I am insecure.  I am constantly battling the thoughts of how do I earn love?  Am I enough? Can I be the person I need to be for others?  I am my own worst critic.  I live in the constant fear of letting people in and wanting so desperately to be known and understood.  I am scared of saying the wrong thing or that a single action will be the reason someone leaves- the reason someone chooses that I am not worthy of loving.  I am in a constant battle of being a woman in a man’s world – of having to be a different person at work -of extending a little less grace at work because I cannot be the woman who is emotional or who is a push over- but I cannot be just a more assertive me either- I have to balance it so that I am not the bitch.  I am learning to reconcile the two people I am forced to be in order to be taken seriously in this man’s world.  I hate walking into meetings where the men look at me differently, respect me less.  I am constantly avoiding the sexual comments or even trying to laugh off the overt sex talk because it’s the boys club.  And these all just barely scratch the surface of the cuts that shape me.
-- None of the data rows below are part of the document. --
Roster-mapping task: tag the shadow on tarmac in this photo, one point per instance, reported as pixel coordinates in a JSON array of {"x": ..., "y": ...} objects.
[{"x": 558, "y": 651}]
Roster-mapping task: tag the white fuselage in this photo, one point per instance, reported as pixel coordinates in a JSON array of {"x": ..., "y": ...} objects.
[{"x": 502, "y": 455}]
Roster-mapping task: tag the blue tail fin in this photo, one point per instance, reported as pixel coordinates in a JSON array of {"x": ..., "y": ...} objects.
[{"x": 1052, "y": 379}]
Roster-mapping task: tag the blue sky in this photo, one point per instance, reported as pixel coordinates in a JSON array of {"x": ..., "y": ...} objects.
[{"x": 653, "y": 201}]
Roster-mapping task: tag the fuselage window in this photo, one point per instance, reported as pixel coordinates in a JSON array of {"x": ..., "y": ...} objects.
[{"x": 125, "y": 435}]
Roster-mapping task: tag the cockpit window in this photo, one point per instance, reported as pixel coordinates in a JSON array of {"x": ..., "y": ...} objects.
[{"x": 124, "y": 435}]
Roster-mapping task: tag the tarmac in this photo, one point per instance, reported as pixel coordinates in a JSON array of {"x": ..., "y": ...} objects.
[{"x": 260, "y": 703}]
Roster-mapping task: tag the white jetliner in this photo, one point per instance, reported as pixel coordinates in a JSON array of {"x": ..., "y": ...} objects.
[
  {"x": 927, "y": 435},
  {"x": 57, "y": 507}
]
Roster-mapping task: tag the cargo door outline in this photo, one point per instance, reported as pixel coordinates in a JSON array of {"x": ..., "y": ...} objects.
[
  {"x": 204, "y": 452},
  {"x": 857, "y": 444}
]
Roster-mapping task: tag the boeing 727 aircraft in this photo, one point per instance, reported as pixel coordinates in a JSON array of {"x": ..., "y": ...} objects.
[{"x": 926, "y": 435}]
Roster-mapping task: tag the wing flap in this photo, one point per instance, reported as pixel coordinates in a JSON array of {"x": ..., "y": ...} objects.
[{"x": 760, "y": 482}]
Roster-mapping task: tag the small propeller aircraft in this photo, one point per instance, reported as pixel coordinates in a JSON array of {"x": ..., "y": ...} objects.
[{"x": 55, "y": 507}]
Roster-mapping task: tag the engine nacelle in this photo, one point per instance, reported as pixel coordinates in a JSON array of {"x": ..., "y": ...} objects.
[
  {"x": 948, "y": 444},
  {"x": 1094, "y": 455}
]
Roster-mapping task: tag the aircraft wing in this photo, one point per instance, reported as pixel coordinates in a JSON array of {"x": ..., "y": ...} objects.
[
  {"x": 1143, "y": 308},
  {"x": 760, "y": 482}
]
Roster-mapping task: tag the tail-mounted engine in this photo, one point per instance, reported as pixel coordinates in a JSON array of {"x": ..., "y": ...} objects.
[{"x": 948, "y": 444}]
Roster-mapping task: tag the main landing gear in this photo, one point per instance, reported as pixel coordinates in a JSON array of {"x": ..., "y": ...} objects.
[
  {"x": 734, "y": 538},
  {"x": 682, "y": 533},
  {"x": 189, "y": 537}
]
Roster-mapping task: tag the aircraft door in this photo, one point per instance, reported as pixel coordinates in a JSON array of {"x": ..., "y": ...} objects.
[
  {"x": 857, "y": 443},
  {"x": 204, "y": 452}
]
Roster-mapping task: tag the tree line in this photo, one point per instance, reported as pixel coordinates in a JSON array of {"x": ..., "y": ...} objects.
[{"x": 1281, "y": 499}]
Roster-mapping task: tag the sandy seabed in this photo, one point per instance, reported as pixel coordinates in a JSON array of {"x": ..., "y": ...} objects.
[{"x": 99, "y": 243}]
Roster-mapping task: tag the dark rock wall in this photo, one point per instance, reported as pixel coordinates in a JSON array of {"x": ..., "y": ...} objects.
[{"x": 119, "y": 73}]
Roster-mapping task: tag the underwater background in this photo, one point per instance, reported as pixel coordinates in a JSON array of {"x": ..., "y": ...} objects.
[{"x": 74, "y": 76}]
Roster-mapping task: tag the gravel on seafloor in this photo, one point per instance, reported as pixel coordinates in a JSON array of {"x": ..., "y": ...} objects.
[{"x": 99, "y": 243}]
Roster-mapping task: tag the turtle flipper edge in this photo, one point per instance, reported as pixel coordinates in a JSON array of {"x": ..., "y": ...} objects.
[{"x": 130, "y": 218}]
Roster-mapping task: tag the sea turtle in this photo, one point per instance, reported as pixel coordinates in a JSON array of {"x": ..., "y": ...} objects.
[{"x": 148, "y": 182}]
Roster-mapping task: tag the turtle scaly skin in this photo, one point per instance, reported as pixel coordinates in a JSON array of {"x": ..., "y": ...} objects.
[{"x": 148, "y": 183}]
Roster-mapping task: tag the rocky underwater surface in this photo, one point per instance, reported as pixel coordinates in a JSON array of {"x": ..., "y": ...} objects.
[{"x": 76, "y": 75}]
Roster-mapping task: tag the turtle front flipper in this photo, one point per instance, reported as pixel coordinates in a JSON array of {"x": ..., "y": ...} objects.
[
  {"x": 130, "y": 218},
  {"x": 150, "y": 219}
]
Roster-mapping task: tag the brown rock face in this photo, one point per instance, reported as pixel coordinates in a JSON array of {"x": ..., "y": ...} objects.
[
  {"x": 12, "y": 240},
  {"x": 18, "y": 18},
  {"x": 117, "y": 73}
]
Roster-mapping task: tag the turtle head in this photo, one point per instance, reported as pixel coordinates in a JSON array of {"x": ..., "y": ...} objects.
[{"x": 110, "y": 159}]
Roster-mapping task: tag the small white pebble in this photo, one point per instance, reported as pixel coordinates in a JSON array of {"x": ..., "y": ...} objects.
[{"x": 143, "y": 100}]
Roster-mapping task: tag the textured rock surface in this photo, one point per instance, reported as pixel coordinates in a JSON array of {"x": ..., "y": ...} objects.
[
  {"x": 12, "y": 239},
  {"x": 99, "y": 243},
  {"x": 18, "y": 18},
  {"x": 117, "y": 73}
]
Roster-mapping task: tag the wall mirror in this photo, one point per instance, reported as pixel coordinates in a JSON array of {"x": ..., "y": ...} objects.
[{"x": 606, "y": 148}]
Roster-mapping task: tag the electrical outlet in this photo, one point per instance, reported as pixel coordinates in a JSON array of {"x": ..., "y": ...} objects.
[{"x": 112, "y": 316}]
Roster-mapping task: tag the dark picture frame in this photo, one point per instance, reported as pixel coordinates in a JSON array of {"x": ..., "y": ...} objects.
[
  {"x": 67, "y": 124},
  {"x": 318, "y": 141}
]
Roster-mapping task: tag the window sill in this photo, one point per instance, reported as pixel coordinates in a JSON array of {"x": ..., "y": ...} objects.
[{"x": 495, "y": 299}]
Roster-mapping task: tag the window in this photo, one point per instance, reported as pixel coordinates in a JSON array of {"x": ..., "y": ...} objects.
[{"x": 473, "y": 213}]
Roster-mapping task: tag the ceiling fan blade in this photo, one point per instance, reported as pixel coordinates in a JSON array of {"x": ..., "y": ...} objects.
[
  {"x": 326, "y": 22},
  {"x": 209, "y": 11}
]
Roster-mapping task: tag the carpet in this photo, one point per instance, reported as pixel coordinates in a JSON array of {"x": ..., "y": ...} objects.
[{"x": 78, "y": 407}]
The cuts and circumstances that make me cry in the middle of the night – but they all shape my view of myself.  They are the voices in my head that feed the lies that I am not enough- that the next guy will also play games with my heart.  And I can tell you that the hardest part about walking through a breakup (may it be a friend or a significant other) isn’t the grieving of that person not being in your life anymore or the feeling of rejection – because let’s face it; it was their loss- but it is the impact that person continues to have even when they are gone.  That even when someone in our lives hurts us and is no longer in a position to do it again-they still have ramifications on how we move forward.  Their hurts cause us to think differently – choose to be more insecure- fear love- react to things we wouldn’t have before and it becomes easy to in the face of all the hurt-of all the influences- to believe the lies – to believe that love isn’t enough.  That love cannot heal because it was what hurt the first time. That love isn’t going to touch the deepest of cuts or make us worthy.

But those are lies. Its time for our culture to recognize that absolutes do exist.  That love is more than enough.  In the midst of the fear – love is worth it.  Love is a healer.  Love is vulnerable – but it does not hate.  Love is choosing others or even ourselves.  It is letting the differences our society is quick to point out go to the wayside and choosing to listen.  Love is not judgmental.  Love is kind. Love is a connector not a divider.  Love is universal- across languages – across cultures.  It is choosing to look at another person and understand that we are all flawed and all in need of being known and understood.

It is letting the differences our society is quick to point out go to the wayside and choosing to listen.

So in the darkest of days – in the deepest of hurts, love is worth it.  Do not fear to love or love again. Fight to love. Fight the lie of fear.  Choose to have thick skin and a soft heart.  Fight to see the good around you and in all circumstances.  I can promise that even in the fear and the heart shattering moments- love is always worth it.  Love seeks nothing in return-it is selfless- it is a choice – it is an action to put another person or people first – ahead of your gain- ahead of your needs.  There is power in love.

Choose to continue to love.  Choose to let love in.  You are worthy of love- let it transform you.  Let other people love you.  Let yourself love others.